Lt Gen Dushyant Singh, PVSM, AVSM, expressed handled Theme-1. Some of the relevant points were as follows: –

  • Since both countries are nuclear armed the nature of operations will be in the backdrop of such a condition.
  • China is facing many challenges at the moment, some of these are as follows: –
    • Economic slow down in post pandemic period.
    • Climate change is impacting water security resulting into food security- China has imported about 8.1% of food grains in 2021 which is grown at the rate of about 4.99 % over the previous year.
    • There is a slowdown in the real estate- property investment fell for the first time in 2022 since records began in 1999.
    • Flight of technology companies has started- in Aug 2022, the factory activity contracted for a second month in succession.
  • That Pakistan made it to the top 10 failed states index of the Foreign Policy magazine was perhaps expected (from #34 last year to #9 this year), but what surprised many was China’s slide to #54, compared to #93 position for India.
  • India is growing economically and by some estimates is likely to become third largest economy by 2035 and as per OECD baseline projections likely to overtake the US in terms of the size of GDP in purchasing power parity terms by 2040.
  • Options for China
    • Grey zone operations at local level- current state of unarmed combat may continue.
    • Short intense operations over a limited area.
    • Present Chinese regime thinks India is a low hanging fruit- this thought process may tempt China to go ahead with a kind of mis adventure against India.

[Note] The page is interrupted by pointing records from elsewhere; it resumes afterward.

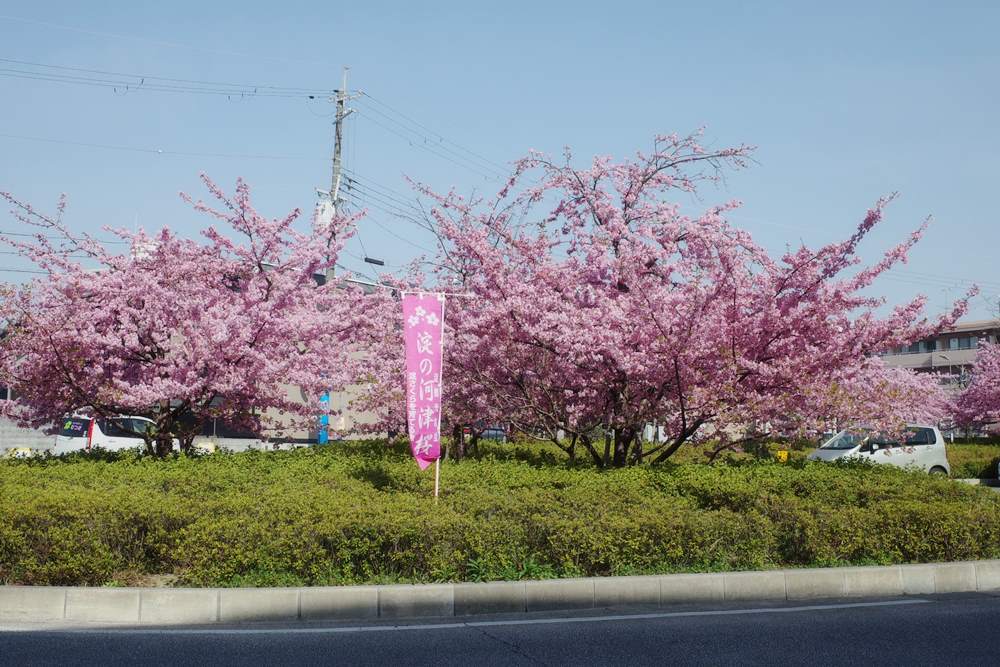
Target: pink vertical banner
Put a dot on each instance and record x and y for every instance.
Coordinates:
(423, 325)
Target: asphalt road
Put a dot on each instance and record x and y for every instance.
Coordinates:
(934, 630)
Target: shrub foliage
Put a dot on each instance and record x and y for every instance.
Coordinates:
(363, 513)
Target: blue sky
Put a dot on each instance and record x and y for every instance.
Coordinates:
(845, 101)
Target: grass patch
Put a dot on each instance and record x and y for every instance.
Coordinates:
(363, 513)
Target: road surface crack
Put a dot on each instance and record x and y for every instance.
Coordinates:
(512, 646)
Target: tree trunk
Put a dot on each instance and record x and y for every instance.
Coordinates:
(458, 442)
(622, 441)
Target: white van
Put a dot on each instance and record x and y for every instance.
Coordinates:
(923, 449)
(114, 434)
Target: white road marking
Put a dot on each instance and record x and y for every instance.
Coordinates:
(466, 624)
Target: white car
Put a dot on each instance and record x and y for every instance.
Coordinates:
(114, 434)
(923, 449)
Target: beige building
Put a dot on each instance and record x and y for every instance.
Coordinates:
(950, 354)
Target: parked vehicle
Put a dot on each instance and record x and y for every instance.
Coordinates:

    • Limits of conflict may extend to Uttarakhand and Arunachal Pradesh.
  • Indian Response Strategy should be based on following: –
    • Mobilization of reserves is critical- speed of infrastructure build-up needs to be enhanced-
    • India needs to be ready for grey zone warfare- major element of Chinese strategy will be based on info warfare, cyber-attacks- nimble footed diplomacy besides military-based response will have to be factored in the response strategy: creating an integrated organisation to deal with grey zone warfare unleashed by China will give rich dividends. Also, Defence Intelligence Agency needs to be given additional statutory power to improve its effectiveness.
    • Establishment of integrated theatre commands will enhance the effectiveness of the response. To further add to it ISR capability and capability for the inter theatre command needs to be enhanced. Integrated space-based capability and capability to retain domination in the maritime domain will have to be built/strengthened.

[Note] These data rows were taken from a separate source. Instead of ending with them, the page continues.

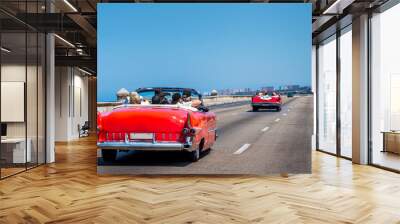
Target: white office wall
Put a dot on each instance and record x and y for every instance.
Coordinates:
(71, 102)
(385, 77)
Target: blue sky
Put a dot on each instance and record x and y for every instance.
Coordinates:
(202, 46)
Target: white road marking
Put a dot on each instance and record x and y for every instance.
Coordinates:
(265, 129)
(242, 149)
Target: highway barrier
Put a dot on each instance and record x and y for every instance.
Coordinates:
(207, 100)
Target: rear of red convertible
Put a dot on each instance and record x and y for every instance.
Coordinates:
(148, 128)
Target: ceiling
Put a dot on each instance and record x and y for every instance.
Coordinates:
(75, 21)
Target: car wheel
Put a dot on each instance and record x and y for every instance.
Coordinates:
(195, 155)
(109, 154)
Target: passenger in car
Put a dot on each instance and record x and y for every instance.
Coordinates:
(176, 98)
(134, 98)
(187, 99)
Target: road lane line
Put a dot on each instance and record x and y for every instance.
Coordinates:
(242, 149)
(265, 129)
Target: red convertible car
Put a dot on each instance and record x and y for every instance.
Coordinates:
(268, 100)
(155, 127)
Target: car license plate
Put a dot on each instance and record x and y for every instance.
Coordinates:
(137, 136)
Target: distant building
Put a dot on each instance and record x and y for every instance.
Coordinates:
(292, 87)
(268, 88)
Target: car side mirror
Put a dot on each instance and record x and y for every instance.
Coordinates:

    • At the military strategic and operational level India needs to focus on:
      • Higher defence management and decision-making matrix must facilitate proactive and timely response including a pre-emptive response for which:
        • ISR capability must be enhanced and integrated with other national and international resources.
        • Tri -service capability must become the thinking parameter of any ops irrespective of where it is taking place.

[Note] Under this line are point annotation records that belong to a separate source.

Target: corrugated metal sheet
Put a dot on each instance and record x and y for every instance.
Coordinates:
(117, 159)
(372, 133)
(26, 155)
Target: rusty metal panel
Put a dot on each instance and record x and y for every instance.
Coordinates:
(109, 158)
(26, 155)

      • Strat deterrence must be backed by credible conventional deterrence.
      • War waging and sustenance capability must be continuously enhanced especially as we are unlikely to get a limitless support that Ukraine is getting in the ongoing Russia – Ukraine War.
      • Firepower and Force Multiplier capability.
      • Maritime capability development to respond to any threats especially to our Island territories.
      • Seamlessly Integrating the Space based capabilities with the Armed Forces.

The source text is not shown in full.